Another Christian Fellowship Center pastor—son of the senior pastor—highlights his belief that right eating can heal people on his podcast:
“…As soon as I start talking to somebody who's wrestling with things like depression and anxiety, I'm going to ask about sleep and food and physical activity. We're people; we're body, soul, spirit, and there's a real physical dimension to the health of the whole person.
I'm a fan of medicine, but even more so, I love seeing people supernaturally healed. Jesus went about healing the sick, and he still heals today. So when I encounter someone with mental health problems, I pray for supernatural intervention that they may be healed.”
Disordered food consumption can also lead people like my parents and their friends to trust in Iridology and Acupressure Point Testing instead of seeking treatment from medical professionals. My former senior pastor’s daughter explains in a blog post how she tried chewing tree bark before seeking medical care.

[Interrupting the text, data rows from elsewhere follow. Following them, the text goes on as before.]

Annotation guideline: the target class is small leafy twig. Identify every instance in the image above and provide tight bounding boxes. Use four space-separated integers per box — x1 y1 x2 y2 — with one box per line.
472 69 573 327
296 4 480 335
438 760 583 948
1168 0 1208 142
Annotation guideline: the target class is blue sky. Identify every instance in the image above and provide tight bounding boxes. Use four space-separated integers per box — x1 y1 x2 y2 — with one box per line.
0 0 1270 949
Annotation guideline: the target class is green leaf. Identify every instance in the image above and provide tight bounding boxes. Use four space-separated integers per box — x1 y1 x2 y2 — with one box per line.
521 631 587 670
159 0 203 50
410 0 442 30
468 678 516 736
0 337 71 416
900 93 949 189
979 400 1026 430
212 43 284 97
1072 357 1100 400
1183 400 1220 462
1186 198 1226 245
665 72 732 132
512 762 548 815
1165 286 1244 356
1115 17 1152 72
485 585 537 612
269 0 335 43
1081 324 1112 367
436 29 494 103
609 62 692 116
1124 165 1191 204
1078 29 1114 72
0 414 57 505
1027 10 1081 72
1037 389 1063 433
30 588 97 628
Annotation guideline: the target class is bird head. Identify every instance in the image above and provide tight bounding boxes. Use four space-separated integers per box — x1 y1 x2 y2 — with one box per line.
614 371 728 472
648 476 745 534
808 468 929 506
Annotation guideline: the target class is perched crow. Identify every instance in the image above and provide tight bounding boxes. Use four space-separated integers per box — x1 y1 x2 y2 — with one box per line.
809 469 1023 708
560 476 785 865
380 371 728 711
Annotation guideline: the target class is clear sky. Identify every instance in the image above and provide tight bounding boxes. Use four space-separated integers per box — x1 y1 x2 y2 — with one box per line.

I experienced constant fatigue and nausea as a child and my mom finally took me to get checked for Lyme disease with a doctor. When my blood tested negative for Lyme disease, it confirmed her belief that food allergies were the cause of my ailments. Looking back, it’s clear to me that these were symptoms of childhood anxiety and depression, not food allergies, but I spent the next two decades dieting and dosing myself with supplements from fraudulent chiropractors. (One chiropractor prescribed an expensive powder for my nausea. Dear reader, it was sodium bicarbonate.)
Some people choose not to consume meat for environmental reasons. The bike rack outside my local coffee shop has a PETA advertisement saying, “Care about the planet? Go vegan or put a cork in it.” (I prefer to target Big Oil rather than meat-eaters, but you do you.) Other people suffer from autoimmune disease symptoms that subside when they avoid US grain products. There are myriad reasons for our food choices, but be wary of groups who want to control your food intake. Don’t let a cultish church tell you a certain diet is God’s plan.
Try as we might, we cannot diet our way to holiness.




My wife was diagnosed with a brain tumor at age 18, after the “natural” vitamin shots failed to resolve the symptoms and an actualdoctor finally suggested imaging. Fast forward… my wife and her parents are sitting in the surgeon’s office discussing options. As her mother was explaining the supplements/natural treatments, the PA is flipping through the Physicians Desk Reference trying to find them. The surgeon said, “Forget it… you’re not going to find it in there. It’s voodoo medicine”.
Mom wasn’t happy about that.
This one hit home! In high school, our quiverfull community drank the koolaid on this “electromagnetic balance therapy.” A lady would “snan” your electromagnetic field and the computer would show all the areas in your body out of balance. She would then sell you these “drops” (literally just water) to help balance everything. You would come back in 6 weeks and new layers of issues would be ready to address, which of course needed new drops. Cutting out diary products and going gluten free was also a part of the “treatment.” My best friend saw straight through it and I quit taking the drops. As an adult I can’t believe the adults fell for it. It’s one of my favorite, “How I grew up was really weird” stories. Wild.